2011 has seen some dramatic changes in the mobile landscape, with the ever-increasing growth rates in consumer adoption of smart phones. This has not gone on without getting the attention of the criminal fraternity, which has turned its attention to mobile malware. But what remains to be seen is if this trend moves beyond the stage of testing the waters to actually making a significant impact, reaching the scales we associate with threats for Windows. If the activities of the past week are any indicator, then 2012 is off to an interesting start. Another scam has come to our attention, this time targeting Android users in France, attempting to exploit the frenzy surrounding Carrier IQ.
From our analysis, Android.Qicsomos is a modified version of an open source project meant to detect Carrier IQ on a device, with additional code to dial a premium SMS number. On installation, the app appears in the device menu with an icon similar to the logo of a major European telecom operator. It is this fact, not to mention we cannot find any trace of this on the Android Market, that leads us to believe that there may be a social engineering vector being used to spread the malware, such as a spam or phishing campaign pretending to be from an official carrier asking the users to download and run the software.
The malicious code goes to work when the user presses the button marked ‘Désinstaller’ from within the app. Once pressed, four SMS messages are sent to 81168—a premium-rate number. The Trojan follows up by executing an uninstall routine to remove the app.
A safe removal method would be uninstalling the app from the setting button in the main menu.

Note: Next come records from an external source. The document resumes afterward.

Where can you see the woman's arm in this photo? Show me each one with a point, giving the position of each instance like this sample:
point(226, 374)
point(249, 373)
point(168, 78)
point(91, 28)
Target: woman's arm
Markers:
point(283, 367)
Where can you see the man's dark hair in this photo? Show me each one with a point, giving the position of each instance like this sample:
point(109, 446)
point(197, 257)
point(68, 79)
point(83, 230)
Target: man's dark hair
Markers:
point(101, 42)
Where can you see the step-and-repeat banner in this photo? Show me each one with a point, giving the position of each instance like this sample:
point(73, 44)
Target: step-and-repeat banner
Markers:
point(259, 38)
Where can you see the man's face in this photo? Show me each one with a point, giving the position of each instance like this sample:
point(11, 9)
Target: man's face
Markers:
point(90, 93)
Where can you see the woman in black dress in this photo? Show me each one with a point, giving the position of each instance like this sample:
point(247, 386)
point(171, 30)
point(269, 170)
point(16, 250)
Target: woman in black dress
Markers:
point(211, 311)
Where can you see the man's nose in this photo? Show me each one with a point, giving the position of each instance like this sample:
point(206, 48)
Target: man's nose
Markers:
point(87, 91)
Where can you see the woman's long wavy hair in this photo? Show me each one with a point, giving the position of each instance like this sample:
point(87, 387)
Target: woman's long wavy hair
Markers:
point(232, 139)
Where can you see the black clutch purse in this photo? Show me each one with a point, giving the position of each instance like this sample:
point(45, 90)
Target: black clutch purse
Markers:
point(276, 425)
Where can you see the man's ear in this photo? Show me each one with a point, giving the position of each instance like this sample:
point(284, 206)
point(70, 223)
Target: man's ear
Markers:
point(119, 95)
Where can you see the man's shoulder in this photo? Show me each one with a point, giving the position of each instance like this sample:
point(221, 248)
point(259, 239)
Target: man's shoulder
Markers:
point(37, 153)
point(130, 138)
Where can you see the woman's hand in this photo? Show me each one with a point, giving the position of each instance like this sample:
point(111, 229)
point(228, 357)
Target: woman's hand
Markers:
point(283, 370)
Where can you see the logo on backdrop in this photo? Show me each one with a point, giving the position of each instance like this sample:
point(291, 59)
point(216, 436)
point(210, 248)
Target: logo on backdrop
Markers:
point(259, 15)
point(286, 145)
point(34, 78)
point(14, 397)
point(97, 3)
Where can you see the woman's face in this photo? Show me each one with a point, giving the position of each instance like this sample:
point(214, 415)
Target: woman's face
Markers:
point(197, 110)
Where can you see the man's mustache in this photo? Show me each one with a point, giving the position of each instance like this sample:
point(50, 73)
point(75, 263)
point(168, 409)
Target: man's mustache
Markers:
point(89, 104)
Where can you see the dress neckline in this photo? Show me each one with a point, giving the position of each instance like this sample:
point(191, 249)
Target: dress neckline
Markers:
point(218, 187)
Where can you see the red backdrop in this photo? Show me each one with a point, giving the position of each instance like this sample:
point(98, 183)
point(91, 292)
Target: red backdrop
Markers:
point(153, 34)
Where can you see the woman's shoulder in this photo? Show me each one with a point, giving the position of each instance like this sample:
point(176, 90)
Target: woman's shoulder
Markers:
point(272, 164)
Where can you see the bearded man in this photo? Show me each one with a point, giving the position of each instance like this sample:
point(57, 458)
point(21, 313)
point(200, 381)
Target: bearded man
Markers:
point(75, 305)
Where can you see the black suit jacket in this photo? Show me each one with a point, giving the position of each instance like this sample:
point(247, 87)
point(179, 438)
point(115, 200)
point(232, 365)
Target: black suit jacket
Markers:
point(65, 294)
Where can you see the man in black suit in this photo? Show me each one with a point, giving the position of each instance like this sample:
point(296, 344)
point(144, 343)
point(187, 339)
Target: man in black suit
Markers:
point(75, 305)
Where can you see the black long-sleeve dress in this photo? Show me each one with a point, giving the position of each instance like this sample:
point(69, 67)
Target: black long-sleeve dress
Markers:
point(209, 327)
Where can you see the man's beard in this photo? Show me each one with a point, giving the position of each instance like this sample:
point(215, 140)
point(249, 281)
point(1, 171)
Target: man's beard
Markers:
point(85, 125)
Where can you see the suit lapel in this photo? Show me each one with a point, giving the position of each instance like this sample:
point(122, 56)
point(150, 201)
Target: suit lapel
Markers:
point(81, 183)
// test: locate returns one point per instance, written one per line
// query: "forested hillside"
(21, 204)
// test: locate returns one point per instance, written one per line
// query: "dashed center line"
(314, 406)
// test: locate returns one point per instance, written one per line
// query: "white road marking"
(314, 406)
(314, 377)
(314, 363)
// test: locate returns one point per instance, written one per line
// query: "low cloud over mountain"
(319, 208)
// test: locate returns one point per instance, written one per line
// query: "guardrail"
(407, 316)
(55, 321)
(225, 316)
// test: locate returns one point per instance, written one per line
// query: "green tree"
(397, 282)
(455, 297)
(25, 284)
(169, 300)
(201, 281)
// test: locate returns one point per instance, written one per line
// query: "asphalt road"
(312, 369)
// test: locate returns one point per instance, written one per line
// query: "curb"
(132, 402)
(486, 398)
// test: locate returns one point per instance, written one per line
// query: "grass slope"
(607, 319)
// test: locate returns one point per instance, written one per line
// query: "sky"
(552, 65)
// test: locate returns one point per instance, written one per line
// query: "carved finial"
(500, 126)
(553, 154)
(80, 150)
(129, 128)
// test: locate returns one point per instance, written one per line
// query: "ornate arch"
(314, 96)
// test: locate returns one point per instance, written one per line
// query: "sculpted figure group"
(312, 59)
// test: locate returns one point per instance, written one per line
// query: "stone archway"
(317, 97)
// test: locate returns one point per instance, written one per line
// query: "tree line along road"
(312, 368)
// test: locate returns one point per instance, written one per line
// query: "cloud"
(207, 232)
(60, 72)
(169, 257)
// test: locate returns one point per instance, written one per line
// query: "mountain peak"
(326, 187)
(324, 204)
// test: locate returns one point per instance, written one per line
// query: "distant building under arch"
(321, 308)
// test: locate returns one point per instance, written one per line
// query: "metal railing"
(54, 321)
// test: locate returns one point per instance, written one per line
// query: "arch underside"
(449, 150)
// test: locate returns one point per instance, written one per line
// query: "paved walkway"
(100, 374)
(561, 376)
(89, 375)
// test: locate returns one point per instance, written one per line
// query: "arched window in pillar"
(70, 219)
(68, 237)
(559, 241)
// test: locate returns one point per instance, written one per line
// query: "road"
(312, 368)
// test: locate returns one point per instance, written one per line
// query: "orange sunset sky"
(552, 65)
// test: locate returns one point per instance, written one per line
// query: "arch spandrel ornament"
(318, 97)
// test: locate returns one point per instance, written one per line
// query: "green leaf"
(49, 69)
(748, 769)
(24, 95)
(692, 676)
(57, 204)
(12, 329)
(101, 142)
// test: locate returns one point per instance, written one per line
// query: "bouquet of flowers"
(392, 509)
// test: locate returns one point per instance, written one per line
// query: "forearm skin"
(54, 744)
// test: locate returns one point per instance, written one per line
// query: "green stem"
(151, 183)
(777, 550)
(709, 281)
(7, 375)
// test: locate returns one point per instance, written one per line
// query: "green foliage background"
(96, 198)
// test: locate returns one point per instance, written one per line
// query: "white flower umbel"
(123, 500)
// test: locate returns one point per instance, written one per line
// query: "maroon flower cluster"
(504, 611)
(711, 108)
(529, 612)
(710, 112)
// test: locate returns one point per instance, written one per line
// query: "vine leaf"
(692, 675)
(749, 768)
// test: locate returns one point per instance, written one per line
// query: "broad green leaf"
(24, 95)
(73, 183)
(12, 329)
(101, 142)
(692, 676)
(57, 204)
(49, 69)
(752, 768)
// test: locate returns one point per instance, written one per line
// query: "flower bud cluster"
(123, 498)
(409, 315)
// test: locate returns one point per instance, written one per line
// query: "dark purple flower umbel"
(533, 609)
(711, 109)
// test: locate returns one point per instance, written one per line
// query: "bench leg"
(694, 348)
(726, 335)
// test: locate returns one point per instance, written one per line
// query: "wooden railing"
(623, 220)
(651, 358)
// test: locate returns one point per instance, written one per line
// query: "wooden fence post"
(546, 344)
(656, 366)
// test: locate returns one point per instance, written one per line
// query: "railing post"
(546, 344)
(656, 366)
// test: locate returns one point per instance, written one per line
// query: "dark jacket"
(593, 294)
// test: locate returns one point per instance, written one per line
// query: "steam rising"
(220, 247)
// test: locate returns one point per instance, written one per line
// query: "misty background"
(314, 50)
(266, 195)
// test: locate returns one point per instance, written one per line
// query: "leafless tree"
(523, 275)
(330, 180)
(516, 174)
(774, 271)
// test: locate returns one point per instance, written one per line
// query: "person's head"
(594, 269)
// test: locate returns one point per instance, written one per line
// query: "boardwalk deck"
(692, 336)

In an additional twist, it appears the apps were signed with a certificate published as part of the Android Open Source Project (AOSP). The signing of an app with a publicly known certificate would allow an installation without having to go through the regular permissions notification screen on devices built with those keys. This shouldn't affect commercial devices used by most consumers (where the keys are kept private by the manufacturer), but might trick certain older, custom mods which reused these published keys.
With all the bold predications being made about the state of the mobile threat landscape in 2012, one can be forgiven for being little skeptical about their significance. But to any skeptics out there, I can assure you some concerns, such as this threat, are not without merit.